Right. And today, you just don’t have to do that. Right. Today you can spin up a great Snowflake data warehouse or in a few minutes or data bricks in a few minutes and off you go. You have a world class place to store your data, query your data, analyze your data. But the issue that I’ve seen, despite these amazing improvements in the data stack is that the more powerful your tool, the more powerful your data warehouse, the more data you’re pulling in, the more use cases you’re building on top of data, the more cost you bear if your data is wrong one day or incomplete or missing or inconsistent with what you expected it to be. Right. And so that’s the problem that a lot of them solving is how do we give teams that are working with data, they’re trying to make use of their corporate data, their enterprise data, trying to make decisions, trying to get inside. How do we give them something that helps to make sure that their data is actually right, that they don’t have issues with their data, or if they do that, they can detect them and resolve them quickly before it impacts decisions or other work?

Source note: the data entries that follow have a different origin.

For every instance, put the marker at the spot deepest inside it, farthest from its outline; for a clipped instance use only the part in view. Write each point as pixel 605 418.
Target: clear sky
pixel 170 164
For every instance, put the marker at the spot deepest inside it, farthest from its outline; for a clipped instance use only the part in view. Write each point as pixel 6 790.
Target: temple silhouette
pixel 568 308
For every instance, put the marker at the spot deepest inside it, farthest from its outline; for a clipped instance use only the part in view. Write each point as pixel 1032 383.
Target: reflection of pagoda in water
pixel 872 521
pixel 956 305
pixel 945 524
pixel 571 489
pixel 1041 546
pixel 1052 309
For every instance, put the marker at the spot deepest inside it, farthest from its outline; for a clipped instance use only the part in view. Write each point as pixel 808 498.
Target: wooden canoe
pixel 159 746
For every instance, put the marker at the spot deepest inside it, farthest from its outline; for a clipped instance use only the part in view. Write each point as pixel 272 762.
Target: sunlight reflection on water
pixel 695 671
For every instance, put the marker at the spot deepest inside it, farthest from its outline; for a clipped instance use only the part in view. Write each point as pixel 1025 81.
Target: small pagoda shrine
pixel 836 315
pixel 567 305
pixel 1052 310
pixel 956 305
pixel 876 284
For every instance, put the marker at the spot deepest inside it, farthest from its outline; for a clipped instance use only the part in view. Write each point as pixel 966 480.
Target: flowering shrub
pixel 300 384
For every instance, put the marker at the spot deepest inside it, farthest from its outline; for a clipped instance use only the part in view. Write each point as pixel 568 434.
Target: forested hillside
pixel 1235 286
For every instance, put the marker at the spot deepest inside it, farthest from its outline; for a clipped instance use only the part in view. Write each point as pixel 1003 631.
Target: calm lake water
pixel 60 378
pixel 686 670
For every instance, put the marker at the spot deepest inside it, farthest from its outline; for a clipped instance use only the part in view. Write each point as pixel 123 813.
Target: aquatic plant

Yeah, it’s amazing. We get so wrapped into the buzzwordy lifestyle of talking about being data driven, and everybody’s got data Lakes and data warehouses and data puddles and data, whatever you want to call them. There’s all these different things about data is the new oil in the same way that data is the new oil? Say data is the new crude oil. And in fact, there’s a lot that needs to be done to make that data really enriched information and gather signal from the noise because data in and of itself is not valuable. It’s the cleanliness of the data and the sort of trueness to the signal you need to find in order to then gather insights and info. All these folks are focusing on the automation side. But if you do not trust the data that’s going into the machine GIGO. Right. Garbage in, garbage out.

Exactly right, Eric. Exactly right. And it’s actually much worse today than it’s been. Think about using machine learning. Right. That’s another buzzword. Everyone talks. Everyone’s trying to deploy their machine learning model, do great things, use those technologies in a way that a Google or an Amazon or Netflix might to improve their product. Guess what happens if you’ve trained a machine learning model on a particular set of data, particular characteristics, and suddenly today the input data that it receives is wildly different, right. That model doesn’t produce great results for you. You’re essentially getting a random out of that model because you’re exposing it to data that it wasn’t trained on. It doesn’t know what to do with it. It has no constraints on what outputs it gives you. So it’s even worse when you have machine learning deployed and you’re expecting to feed us the data that’s coming in and expecting to have great results.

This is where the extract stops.